Historia jest prawdziwa. Skupia się na postaci Rona Woodroofa, elektryka i jeźdźca rodeo, który dowiaduje się, że jest zainfekowany wirusem HIV i pozostało mu 30 dni życia. Nie zmusza go to jednak do rezygnacji. To mocny, męski typ, śmiejący się lekarzom w twarz. Usłyszawszy wyrok śmierci, nie zgadza się z nim. Kilka lat później staje na czele grupy medycznego wsparcia dla chorych. Przemyca leki z Meksyku do USA i sprzedaje je innym, zainfekowanym wirusem HIV, pacjentom. Zakłada "Dallas Buyers Club", w którym po opłaceniu składki członkowskiej można dostać zapewnione przez Rona eksperymentalne preparaty pomagające uśmierzyć ból i wydłużyć życie chorym. 

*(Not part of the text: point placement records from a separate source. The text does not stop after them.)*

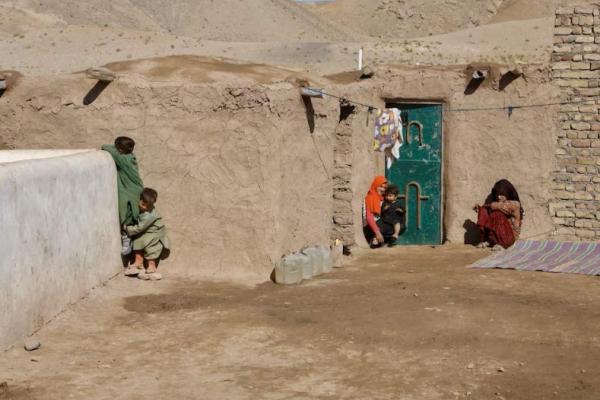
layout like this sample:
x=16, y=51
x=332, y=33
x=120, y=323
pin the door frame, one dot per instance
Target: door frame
x=390, y=101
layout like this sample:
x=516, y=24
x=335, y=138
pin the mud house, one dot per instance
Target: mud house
x=247, y=171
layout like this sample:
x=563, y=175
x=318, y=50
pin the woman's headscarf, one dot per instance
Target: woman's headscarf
x=374, y=199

Film nie zachwyca niczym szczególnym, typowe amerykańskie kino, które pokochała filmowa Ameryka. Jednak moją uwagę zwrócił (stąd ta krótka recenzja) wyśmienity aktorski duet: Matthew McConaughey i Jared Leto, zwłaszcza ten drugi, który wszedł w tę rolę tak głęboko, jakby została ona napisana specjalnie dla niego. „Zakochałem się w scenariuszu. Musiałem zagrać tę wyjątkową i oryginalną postać. Rayon jest głodną życia marzycielką, namiętną, o wielkim sercu. Bije z niej światło, które daje nadzieję. (…) Musiałem schudnąć do 52 kilo, depilować ciało, zmienić głos na kobiecy, przyswoić dialekt” – mówi Leto. Jak przyznają jego koledzy z planu – te zmiany spowodowały, że był nierozpoznawalny – zachowywał się i wyglądał jak …kobieta. Reżyser filmu dodaje: „Nigdy nie poznałem Jareda Leto. Poznałem Rayonę. Nie znam Leto. Jared nigdy nie pokazał mi się jako Jared. Podczas pierwszego spotkania był Rayoną i próbował mnie uwieść. Całkowicie wszedł w rolę i nawet ubierał się jak Rayona”. Muszę przyznać Panie Leto, że było warto! Tą rolą ukradł Pan moje serce! I jestem przekonana, że nie tylko moje! Stworzył Pan postać niejednoznaczną, szczerą i bardzo autentyczną. Na uwagę zasługuje też wątek epidemii AIDS, która w połowie lat 80. stała się szansą zarobku dla wielkich koncernów farmaceutycznych. Medycyna, którą kieruje biznes i polityka, nie jest w stanie zaproponować nic więcej poza wyniszczającą terapią azydotymidyną. Mogące uratować życie leki nie są zaaprobowane przez FDA, agencję dopuszczającą leki do obrotu i stosowania w USA. W tym przypadku, ciężko o jakikolwiek sensowny komentarz…dlatego odsyłam Was do filmu, który warto obejrzeć choćby dla tego genialnego duetu bezczelnego kowboja Rona Woodroofa i pederastycznego transseksualisty Rayona.